①『16時のサイレン』のヒロイン、伊緒田恵

 まぁ恵ちゃんのオリジナルというべきなのだろうか。ベースとなる人物。

②『ブルーセピアの空』の登場人物(負けヒロイン)、伊緒田恵

 水菜が漫画の世界に入り込んできた時の、ハリセンをぶん回していた恵ちゃん。

③書き換えられた『16時のサイレン』のヒロイン、伊緒田恵

 記憶を失ったあとの、水菜に書き換えられれ、淳吾と恋人になってる軸の恵ちゃん。

 この恵ちゃんたちの話を順番にしていこうかなと思います。


『16時のサイレン』のヒロイン、伊緒田恵

 先程も書いた通り、伊緒田恵という人物を形作る、ベースの子です。

 まず彼女がどんな子かと、どんな解釈でいたかを書きたいなと思うんだけども。

 伊緒田恵という女の子に関して一番分かり易くて重きを置いたのは“恋心”です。
 どれくらい彼を好きなのか。どういう好きという感情を持っているのか。

 この恵ちゃんは、幼い頃から素堂凛のことが好きで、最期には告白も出来ちゃう強い女の子です。

 最初は秘めるだけ、幼馴染で長い期間寄り添ってきた凛だからこそ、関係性を変えるのが怖くて一歩踏み出す事が出来ずにいた恵ちゃん。凛の目の病気の事もあって、普通の男女の幼馴染よりもより強い絆で結ばれていたのではないかなと個人的に解釈しています。

 だからこそ、余計にその一歩が重くつらい。
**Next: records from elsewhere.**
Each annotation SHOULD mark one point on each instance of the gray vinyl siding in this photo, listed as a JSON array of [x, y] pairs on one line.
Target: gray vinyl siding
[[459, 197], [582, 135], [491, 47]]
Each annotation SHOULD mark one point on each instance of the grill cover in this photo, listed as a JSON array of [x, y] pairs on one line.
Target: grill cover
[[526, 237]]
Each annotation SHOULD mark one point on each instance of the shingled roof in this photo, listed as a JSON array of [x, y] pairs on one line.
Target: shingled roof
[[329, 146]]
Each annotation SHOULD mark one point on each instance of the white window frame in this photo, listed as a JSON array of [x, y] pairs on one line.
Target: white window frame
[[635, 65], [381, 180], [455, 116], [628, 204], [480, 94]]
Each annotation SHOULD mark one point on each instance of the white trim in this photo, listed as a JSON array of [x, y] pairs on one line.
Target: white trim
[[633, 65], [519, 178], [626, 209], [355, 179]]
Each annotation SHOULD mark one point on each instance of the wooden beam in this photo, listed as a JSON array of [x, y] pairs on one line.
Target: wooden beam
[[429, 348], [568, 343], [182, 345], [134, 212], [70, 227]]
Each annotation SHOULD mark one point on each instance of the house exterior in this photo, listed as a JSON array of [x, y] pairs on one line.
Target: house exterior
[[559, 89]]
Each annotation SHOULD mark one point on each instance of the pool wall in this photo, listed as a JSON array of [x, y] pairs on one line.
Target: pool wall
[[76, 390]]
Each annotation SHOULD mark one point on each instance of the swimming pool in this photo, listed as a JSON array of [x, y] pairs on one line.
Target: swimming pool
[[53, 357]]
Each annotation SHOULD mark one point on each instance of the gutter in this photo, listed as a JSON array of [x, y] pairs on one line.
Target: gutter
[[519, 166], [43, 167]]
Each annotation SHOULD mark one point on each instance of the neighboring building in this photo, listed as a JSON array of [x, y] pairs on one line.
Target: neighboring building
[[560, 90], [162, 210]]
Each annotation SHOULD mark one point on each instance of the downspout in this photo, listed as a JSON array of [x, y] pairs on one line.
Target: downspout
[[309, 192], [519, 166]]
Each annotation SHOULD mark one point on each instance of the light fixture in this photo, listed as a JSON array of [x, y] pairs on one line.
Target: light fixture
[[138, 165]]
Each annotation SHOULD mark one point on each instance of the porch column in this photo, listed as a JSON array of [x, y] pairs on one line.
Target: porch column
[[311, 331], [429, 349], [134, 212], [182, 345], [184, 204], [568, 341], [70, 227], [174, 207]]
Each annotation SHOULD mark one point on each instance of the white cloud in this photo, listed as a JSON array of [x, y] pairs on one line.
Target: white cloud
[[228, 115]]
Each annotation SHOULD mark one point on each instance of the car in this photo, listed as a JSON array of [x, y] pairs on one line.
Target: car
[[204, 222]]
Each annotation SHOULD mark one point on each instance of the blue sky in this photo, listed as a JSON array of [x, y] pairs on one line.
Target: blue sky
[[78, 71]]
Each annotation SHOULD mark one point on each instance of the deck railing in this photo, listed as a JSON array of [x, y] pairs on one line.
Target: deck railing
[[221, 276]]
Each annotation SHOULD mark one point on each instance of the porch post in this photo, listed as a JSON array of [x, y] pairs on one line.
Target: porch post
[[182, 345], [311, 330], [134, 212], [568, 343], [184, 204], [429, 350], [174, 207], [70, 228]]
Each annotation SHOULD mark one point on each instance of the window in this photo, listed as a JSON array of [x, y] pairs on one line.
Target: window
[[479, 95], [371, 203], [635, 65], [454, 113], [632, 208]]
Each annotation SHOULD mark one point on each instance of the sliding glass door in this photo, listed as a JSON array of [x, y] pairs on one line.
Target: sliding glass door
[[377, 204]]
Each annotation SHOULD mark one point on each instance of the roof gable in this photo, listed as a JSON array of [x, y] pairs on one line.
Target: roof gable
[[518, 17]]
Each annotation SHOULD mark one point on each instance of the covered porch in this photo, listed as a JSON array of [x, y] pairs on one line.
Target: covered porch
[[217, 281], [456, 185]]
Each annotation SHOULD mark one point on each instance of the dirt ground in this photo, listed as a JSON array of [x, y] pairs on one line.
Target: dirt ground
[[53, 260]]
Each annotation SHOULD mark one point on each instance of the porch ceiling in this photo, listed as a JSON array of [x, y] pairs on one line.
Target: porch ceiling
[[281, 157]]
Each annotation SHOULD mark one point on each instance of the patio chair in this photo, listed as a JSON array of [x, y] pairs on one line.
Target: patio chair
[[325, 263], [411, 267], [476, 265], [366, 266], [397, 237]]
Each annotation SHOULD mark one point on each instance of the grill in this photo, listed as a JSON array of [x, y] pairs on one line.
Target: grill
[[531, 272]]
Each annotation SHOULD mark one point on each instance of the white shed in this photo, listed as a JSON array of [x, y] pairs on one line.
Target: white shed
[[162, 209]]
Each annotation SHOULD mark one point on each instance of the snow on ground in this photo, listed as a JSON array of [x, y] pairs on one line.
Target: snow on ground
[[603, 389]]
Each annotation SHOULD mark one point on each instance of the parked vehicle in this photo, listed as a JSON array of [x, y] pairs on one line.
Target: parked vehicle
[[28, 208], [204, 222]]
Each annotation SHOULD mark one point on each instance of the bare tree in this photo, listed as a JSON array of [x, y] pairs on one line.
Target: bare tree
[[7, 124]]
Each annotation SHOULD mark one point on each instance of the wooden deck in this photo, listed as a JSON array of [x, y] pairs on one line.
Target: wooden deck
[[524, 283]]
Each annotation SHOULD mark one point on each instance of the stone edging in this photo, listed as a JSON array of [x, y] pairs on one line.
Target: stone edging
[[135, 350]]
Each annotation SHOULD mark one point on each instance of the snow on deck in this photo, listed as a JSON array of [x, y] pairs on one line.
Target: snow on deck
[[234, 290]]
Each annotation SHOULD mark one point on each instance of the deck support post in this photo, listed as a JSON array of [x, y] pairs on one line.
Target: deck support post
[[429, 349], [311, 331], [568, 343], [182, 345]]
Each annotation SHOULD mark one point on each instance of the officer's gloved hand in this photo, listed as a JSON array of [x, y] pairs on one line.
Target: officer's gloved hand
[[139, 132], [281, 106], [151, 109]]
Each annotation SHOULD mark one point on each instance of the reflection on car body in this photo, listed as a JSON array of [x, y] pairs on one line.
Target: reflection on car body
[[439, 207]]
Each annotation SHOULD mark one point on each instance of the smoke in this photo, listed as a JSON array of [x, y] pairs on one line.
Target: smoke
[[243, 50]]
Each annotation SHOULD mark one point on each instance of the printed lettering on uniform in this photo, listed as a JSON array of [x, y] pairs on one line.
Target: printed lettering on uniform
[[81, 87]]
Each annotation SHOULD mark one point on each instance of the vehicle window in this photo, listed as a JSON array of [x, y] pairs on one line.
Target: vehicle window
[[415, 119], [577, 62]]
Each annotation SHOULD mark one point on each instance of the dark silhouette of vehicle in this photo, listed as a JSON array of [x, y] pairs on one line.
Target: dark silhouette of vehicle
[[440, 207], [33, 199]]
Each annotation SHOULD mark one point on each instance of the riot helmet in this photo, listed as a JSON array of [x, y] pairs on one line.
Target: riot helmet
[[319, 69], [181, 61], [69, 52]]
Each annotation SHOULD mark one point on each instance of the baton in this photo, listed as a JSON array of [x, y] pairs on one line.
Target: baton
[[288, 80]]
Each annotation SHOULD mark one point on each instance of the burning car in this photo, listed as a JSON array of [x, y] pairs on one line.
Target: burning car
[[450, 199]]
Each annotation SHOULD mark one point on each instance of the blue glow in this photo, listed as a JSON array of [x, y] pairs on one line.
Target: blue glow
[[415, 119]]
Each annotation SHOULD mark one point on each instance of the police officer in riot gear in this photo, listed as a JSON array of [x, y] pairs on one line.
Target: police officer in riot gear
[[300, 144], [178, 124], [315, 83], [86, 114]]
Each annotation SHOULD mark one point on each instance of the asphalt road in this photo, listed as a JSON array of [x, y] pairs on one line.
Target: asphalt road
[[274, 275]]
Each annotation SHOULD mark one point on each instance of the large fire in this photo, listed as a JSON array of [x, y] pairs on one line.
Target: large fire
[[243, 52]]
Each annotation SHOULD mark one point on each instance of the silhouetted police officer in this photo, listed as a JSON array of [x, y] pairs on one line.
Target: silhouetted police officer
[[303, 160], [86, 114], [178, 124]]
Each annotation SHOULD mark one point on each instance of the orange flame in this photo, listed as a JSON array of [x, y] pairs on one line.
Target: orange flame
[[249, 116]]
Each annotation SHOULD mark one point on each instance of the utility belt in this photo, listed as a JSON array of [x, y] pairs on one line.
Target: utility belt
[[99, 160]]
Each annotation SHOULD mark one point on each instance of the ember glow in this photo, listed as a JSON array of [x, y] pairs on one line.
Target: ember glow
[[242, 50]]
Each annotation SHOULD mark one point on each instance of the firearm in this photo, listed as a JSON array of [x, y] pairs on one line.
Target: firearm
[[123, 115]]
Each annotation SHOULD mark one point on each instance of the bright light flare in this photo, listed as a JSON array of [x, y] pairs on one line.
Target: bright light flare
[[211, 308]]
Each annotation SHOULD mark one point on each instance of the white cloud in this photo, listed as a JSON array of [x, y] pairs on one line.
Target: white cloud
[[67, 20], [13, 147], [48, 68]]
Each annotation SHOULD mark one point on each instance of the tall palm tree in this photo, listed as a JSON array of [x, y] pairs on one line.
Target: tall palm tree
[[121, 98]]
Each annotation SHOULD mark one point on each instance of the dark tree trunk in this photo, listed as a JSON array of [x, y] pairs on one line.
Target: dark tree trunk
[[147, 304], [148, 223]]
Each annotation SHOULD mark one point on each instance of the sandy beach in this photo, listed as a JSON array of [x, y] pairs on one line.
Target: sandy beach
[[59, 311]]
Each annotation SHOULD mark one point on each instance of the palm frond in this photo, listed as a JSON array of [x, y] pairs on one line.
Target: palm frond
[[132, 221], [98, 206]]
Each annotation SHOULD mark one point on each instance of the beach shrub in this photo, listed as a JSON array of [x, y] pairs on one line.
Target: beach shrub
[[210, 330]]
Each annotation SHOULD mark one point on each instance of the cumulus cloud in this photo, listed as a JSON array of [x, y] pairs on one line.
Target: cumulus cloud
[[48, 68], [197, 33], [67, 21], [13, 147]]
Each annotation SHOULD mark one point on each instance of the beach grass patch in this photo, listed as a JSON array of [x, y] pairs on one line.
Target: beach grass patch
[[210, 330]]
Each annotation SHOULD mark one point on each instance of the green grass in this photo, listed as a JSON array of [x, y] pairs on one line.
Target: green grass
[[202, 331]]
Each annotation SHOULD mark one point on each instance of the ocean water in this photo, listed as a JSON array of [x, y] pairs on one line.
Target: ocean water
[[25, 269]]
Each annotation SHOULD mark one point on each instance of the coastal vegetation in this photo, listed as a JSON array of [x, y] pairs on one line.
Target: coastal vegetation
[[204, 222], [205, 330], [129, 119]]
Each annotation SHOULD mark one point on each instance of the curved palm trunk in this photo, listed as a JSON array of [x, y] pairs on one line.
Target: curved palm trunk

このままではいけないと気持ちでは分かっていつつも、それが何処か心地いい。そんな状況だったのかなと。

 この子の役作りで一番考えたのは“思い出”です。

 凛とはどういう日々を過ごしてきたのかな、どういうやり取りをして今の関係になったのかな、男の子としての凛はどう見えていたのかな、人間として凛はどういう風に映っていたのかな、漫研部では三人でどんな三年間を過ごしたんだろう。とかそんな感じな事をいろいろと。

 この恵ちゃんでの一番の感情が溢れたところ、見せ場はやっぱり火事のシーンでした。一番感情が揺れたところでもあったなぁ。


 火事が起きて、思わず原稿を取りに淳吾と駆け込んだ部室。凛を見て「いないでほしかった」と言う気持ちと「やっぱり」という気持ちが混ざり合った。

 でもそんな事に思考を割いている時間はなくて、とにかく原稿を持って三人で脱出しなければ。部室を出ようとした瞬間、ドア近くの柱が崩れ落ち、出口が塞がれてしまった。一瞬頭が真っ白になったけれど、凛の言葉で我に返った。必死に他に脱出出来るところを探してみるも打つ手はなし、どんどんと吸ってしまった煙によって息も意識も薄くなっていく。

 もう駄目なんだと思った。でも不思議と怖くなくなっていた。これで私の人生が終わるのか、と思っても涙は出なかった。ただ、先に逝ってしまうのが両親には申し訳ないなって思った。けど、なんだかすっきりさえしてた。

 でも二人があんな事言うから、ここでの三年間とかいろいろ思い出してきちゃって、もう最後なんだって。もう、ここで三人で漫画を描くことも、バカみたいな二人のやりとりを見る事も、今までずっと一緒だった凛とももう――。

 何も言えずに終わるなんて嫌だ。

 そう思った瞬間勝手に身体は不格好にも動き出して、凛に駆け寄っていた。いつもの凛の笑顔にひどく安心して。

 気付いてたんだ、とかそんな事どうでもよくて、その時の私にはただひとつの気持ちしか浮かんでこなかった。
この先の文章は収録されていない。